Cevap: “bozuk olan bir şeyi ıslah edip düzeltmek, birine zor kullanarak iş yaptırmak” gibi anlamlara gelen cebr kelimesine nisbet ekinin ilâve edilmesiyle meydana gelen bir terim olup zorlayıcı bir gücün hâkimiyeti fikrini benimseyenler için kullanılmıştır. Bütün kelâmcıların kabul ettiği bir tarifi bulunmamakla birlikte genellikle “insanların kendilerine has bir iradeye sahip olmadığını, zihnî ve amelî bütün fiillerinin ilâhî gücün zorlayıcı tesiriyle meydana geldiğini savunanlar” diye tanımlanabilmektedir. Bununla beraber Mu‘tezile mensuplarıyla Ehl-i sünnet kelâmcılarının Cebriyye kavramına yükledikleri anlamlar önemli ölçüde birbirinden farklıdır. Mu‘tezile’ye göre Cebriyye, kullara ait bütün fiillerin önceden belirlenmiş bir plan (kader) dahilinde gerçekleştiğini ve bu tür fiillerin, kulun kısmî tesiri söz konusu olsa bile ilâhî irade ve kudretten bağımsız olarak meydana gelmesinin mümkün olmadığını kabul eden grupların adıdır. Buna göre kadere inanan ve kullara ait fiillerin Allah’ın yaratmasıyla oluştuğunu savunan bütün Sünnî ekoller Cebriyye’ye dahildir.
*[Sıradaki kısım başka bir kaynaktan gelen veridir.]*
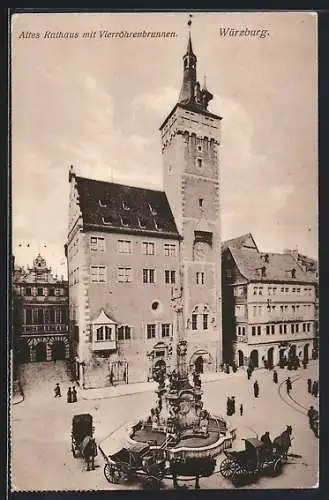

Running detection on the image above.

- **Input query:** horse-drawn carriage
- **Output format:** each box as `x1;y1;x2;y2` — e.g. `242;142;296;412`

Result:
220;426;293;488
99;441;167;489
71;413;98;471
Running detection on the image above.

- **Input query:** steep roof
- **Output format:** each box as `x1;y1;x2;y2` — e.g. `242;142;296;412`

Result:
223;233;314;284
75;176;180;239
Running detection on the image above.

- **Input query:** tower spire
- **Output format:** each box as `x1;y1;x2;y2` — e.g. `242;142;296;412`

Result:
178;15;213;111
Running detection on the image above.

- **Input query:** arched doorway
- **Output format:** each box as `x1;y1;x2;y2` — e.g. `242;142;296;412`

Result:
303;344;309;363
238;350;244;367
194;356;204;374
250;349;259;368
35;342;47;362
52;341;66;361
18;340;30;363
267;347;274;369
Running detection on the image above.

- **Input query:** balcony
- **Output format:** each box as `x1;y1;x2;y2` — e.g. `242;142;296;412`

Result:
91;339;117;351
22;324;68;334
269;314;306;323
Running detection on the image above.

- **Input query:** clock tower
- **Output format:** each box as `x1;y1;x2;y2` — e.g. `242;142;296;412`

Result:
160;20;222;372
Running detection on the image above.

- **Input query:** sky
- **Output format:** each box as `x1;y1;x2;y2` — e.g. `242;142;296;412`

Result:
11;11;318;277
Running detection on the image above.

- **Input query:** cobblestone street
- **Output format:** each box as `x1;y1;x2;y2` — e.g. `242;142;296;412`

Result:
11;362;319;491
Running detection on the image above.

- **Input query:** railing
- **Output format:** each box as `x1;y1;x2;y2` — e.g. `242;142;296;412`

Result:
91;339;117;351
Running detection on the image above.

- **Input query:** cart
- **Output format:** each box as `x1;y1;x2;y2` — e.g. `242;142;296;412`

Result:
99;441;166;489
219;438;284;486
71;413;97;470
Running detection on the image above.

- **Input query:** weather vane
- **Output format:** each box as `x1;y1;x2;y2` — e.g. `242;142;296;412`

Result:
188;14;193;29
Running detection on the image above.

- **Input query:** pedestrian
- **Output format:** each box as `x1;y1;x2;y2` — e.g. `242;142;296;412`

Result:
247;366;252;380
312;381;318;398
54;383;61;398
253;380;259;398
273;370;278;384
231;396;235;415
67;387;72;403
239;403;243;416
72;386;78;403
226;397;231;416
286;377;292;395
109;370;114;386
307;378;312;394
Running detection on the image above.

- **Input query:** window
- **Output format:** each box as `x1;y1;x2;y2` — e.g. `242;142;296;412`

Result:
285;287;289;293
291;268;296;279
37;287;43;296
48;288;54;297
25;308;32;324
279;325;283;334
102;216;113;225
164;243;176;256
197;158;202;169
118;240;132;254
25;287;32;296
90;266;106;283
292;305;296;313
143;269;155;283
283;324;287;334
138;217;147;229
257;326;261;335
90;236;105;252
296;323;299;333
259;287;263;295
161;323;171;338
266;325;270;335
196;272;205;285
118;267;132;283
192;314;198;330
203;314;208;330
273;287;277;295
198;145;202;152
253;287;257;295
142;242;155;255
199;198;204;208
165;270;176;284
147;324;156;339
292;288;296;293
307;323;310;332
253;306;257;317
280;305;284;313
271;325;275;335
118;325;131;340
291;324;295;334
96;326;103;341
268;287;272;295
252;326;256;336
55;308;61;324
281;287;285;293
302;323;306;332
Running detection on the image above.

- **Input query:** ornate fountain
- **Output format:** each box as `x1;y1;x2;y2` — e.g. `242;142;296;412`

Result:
125;286;236;484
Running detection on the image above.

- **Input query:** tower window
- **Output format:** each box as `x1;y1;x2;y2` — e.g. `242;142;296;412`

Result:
198;145;202;152
192;314;198;330
199;198;204;208
196;158;203;169
196;272;205;285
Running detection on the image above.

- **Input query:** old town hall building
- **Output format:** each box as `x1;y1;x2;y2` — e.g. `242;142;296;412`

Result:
67;31;222;388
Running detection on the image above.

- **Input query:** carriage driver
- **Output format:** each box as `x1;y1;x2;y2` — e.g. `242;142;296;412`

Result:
260;431;273;459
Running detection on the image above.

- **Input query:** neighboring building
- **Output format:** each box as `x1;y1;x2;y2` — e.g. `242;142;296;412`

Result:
67;29;222;388
13;254;69;363
284;248;319;354
222;234;316;369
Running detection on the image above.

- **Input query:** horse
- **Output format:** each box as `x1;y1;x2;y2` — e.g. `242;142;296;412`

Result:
81;435;98;471
273;425;293;460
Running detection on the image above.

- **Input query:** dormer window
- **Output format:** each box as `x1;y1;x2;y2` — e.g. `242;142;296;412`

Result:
149;203;157;216
261;266;266;277
138;218;147;229
264;254;269;263
199;198;204;208
196;158;203;169
122;201;130;211
121;216;130;227
99;199;107;208
102;216;113;225
155;219;164;231
291;268;296;279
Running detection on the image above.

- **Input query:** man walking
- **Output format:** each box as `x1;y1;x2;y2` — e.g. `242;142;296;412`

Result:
240;403;243;416
54;383;61;398
67;387;72;403
231;396;236;415
307;378;312;394
312;380;318;398
72;386;78;403
273;370;278;384
247;366;252;380
253;380;259;398
286;377;292;395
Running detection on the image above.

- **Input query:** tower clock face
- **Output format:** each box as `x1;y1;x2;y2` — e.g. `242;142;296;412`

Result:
194;242;208;260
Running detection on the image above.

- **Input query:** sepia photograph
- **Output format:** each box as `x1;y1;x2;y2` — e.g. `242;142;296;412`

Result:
10;10;318;491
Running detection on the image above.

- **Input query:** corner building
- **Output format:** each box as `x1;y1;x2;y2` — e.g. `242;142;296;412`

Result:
67;31;223;388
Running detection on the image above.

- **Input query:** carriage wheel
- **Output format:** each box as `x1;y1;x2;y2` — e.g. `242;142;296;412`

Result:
272;459;283;477
104;464;121;484
143;475;161;490
231;466;248;487
220;458;238;479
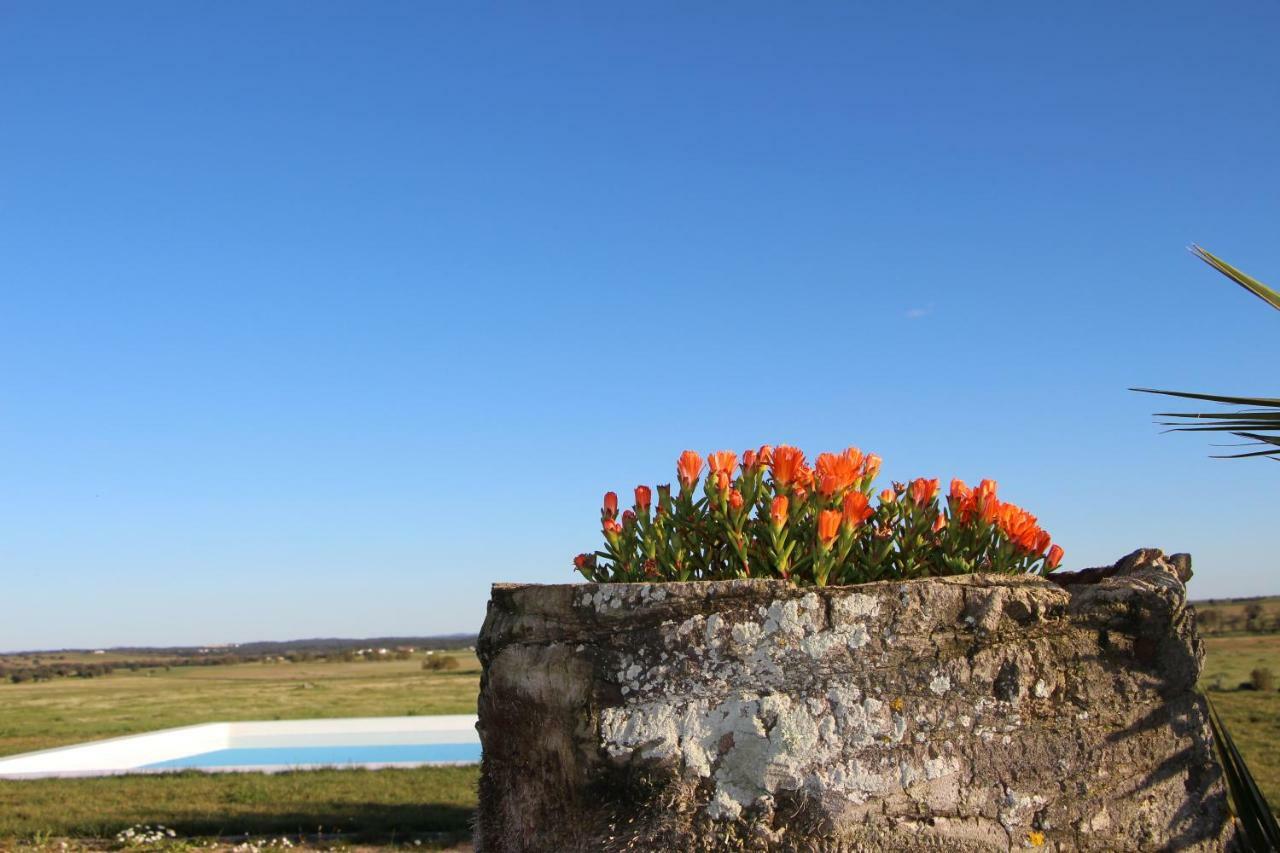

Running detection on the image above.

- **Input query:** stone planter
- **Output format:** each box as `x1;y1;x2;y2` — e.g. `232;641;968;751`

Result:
476;549;1236;851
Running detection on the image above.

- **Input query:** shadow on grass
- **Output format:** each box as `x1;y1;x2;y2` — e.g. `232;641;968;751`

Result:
157;803;475;842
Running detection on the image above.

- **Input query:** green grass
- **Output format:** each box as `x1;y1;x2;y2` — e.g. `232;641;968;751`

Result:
0;766;478;841
1201;633;1280;815
0;654;481;842
0;655;479;758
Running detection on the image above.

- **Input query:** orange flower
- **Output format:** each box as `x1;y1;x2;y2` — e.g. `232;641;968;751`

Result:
909;477;940;505
816;451;859;497
932;512;947;533
769;495;789;527
634;485;652;511
603;518;622;536
949;478;971;502
708;450;738;477
756;444;775;466
770;445;807;488
797;464;814;489
603;491;618;517
741;449;758;471
976;478;998;504
842;492;873;527
676;450;703;488
1046;544;1064;569
817;509;841;545
863;454;883;480
879;488;896;504
729;489;745;511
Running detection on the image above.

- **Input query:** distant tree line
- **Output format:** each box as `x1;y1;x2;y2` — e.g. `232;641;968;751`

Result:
1195;600;1280;635
1;638;476;685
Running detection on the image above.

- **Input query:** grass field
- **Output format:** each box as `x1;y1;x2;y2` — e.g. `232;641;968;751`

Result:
0;634;1277;843
0;655;479;758
1200;633;1280;813
0;653;481;843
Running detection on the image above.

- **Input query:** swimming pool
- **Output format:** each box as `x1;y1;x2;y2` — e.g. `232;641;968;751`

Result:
0;715;480;779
Ehl-i sünnet kelâmcılarının çoğunluğuna göre ise insanlara ait fiillerin, kendilerinin hiçbir etkisi olmaksızın yalnız ilâhî irade ve kudretin tesiriyle gerçekleştiğini ve insanların gerçek anlamda herhangi bir fiil sahibi olmadıklarını iddia edenlere Cebriyye denilir.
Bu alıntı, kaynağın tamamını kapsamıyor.